L’expérience des uns ayant servi tout autant ou presque aux autres. Seuls les traumatismes les plus forts sont uniques à la société impactée. Mais les témoignages concordent sur le fait que l’expérience sert à tous surtout que les trois îles à l’étude sont rattachées à la même métropole. Les informations retenues des épisodes éruptifs de chacune servent d’archives ouvertes aux autres territoires exposés au même type de risque. Les mauvaises expériences qui se transforment par la suite en mauvais souvenirs vont durablement impacter les représentations des habitants et potentiellement agir sur leurs comportements futurs en cas de nouvelles crise. Nous pourrons le constater dans la suite de la recherche.

Les effets cumulatifs de l’expérience sont en effet à l'origine de l’essence même d’une société et de son savoir-faire, de ses connaissances, de ses capacités de communication ou relationnelles, de ses compétences actuelles et à venir. Elle permet ainsi non seulement de ré-accéder à son passé, mais surtout d'agir dans le présent et le futur. Les connaissances accumulées au fil du temps et des expériences les guideront au cœur de leurs actions à venir, notamment en permettant leur planification. Tout futur demeure incertain et source de spéculations mais parallèlement, le passé collectif n’a jamais été aussi présent dans notre société, via le rappel régulier lié aux sources d’informations disponibles et au nombre croissant des cérémonies commémoratives. La reconstruction incessante des souvenirs des catastrophes répond à des questionnements présents.

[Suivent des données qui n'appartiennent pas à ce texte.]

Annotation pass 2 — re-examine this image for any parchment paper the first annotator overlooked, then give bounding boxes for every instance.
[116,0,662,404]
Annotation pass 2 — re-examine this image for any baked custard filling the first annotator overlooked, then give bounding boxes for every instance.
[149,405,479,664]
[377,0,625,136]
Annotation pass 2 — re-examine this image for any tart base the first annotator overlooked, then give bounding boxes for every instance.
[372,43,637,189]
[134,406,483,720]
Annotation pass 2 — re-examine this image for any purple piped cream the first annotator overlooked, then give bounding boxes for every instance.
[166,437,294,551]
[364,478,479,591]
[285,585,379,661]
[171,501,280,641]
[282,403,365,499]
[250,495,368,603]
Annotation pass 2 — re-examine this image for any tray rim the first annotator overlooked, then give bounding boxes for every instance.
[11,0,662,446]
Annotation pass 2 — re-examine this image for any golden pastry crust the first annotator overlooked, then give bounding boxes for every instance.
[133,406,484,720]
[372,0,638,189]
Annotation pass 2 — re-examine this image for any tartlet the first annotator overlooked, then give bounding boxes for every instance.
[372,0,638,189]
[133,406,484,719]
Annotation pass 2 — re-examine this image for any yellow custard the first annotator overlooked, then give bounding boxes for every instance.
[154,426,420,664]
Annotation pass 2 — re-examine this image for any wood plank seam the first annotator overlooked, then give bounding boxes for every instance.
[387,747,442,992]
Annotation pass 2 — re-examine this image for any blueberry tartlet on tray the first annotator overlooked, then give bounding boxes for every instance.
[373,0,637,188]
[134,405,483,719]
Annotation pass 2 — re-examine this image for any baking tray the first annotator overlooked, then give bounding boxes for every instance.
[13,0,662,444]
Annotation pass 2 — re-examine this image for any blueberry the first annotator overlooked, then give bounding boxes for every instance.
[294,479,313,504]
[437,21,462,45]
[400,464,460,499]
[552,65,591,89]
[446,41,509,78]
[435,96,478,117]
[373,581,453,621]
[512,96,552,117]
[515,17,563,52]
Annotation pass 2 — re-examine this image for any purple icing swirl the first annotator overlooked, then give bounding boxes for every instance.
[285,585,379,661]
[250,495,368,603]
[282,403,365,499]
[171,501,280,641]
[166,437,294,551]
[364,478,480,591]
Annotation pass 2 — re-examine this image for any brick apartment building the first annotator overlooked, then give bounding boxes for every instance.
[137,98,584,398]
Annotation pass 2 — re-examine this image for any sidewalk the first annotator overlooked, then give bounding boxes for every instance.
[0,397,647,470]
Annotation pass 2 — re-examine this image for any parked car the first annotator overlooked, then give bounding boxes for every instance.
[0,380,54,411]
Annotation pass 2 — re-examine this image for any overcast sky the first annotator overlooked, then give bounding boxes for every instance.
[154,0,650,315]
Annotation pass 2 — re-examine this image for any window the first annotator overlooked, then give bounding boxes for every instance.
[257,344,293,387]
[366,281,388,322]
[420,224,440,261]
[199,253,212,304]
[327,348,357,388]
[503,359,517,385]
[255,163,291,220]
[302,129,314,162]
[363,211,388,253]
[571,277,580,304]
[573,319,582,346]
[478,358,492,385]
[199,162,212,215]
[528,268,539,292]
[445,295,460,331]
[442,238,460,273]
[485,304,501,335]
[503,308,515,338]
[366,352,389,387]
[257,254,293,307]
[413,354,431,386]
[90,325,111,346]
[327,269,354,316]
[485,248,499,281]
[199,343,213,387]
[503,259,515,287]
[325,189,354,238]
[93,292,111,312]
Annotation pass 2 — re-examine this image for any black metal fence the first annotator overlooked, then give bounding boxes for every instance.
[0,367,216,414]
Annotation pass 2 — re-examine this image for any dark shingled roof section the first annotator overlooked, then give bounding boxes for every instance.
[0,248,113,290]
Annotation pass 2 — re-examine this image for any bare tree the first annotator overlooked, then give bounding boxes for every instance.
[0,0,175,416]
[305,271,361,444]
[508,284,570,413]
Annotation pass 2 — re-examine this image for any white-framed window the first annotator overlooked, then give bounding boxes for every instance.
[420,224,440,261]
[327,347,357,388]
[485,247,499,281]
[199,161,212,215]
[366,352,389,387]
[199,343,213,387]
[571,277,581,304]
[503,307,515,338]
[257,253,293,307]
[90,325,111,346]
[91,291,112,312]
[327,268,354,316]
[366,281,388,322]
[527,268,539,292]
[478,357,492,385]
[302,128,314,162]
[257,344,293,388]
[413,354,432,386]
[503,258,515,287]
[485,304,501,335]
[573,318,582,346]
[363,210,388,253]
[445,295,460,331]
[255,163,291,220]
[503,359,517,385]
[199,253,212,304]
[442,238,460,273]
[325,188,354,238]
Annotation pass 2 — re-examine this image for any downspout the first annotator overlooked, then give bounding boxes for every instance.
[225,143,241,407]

Réduire le niveau de vulnérabilité humaine passerait par l’entretien d’une mémoire non-sélective couplée à l’apport d’un message préventif adapté, que nous discuterons en fin de ce travail. Informées, les PSE vivraient moins dans la crainte, parfois irrationnelle, que l’on pressent au contact quotidien des habitants. Identifier un danger permet de l’appréhender au mieux, en réduisant le sentiment de peur initial. Les réactions et décisions en cas d’urgence gagneraient en cohérence. Il serait par la suite possible de renforcer ce sentiment émergeant de sécurité grâce à l’optimisation des connaissances.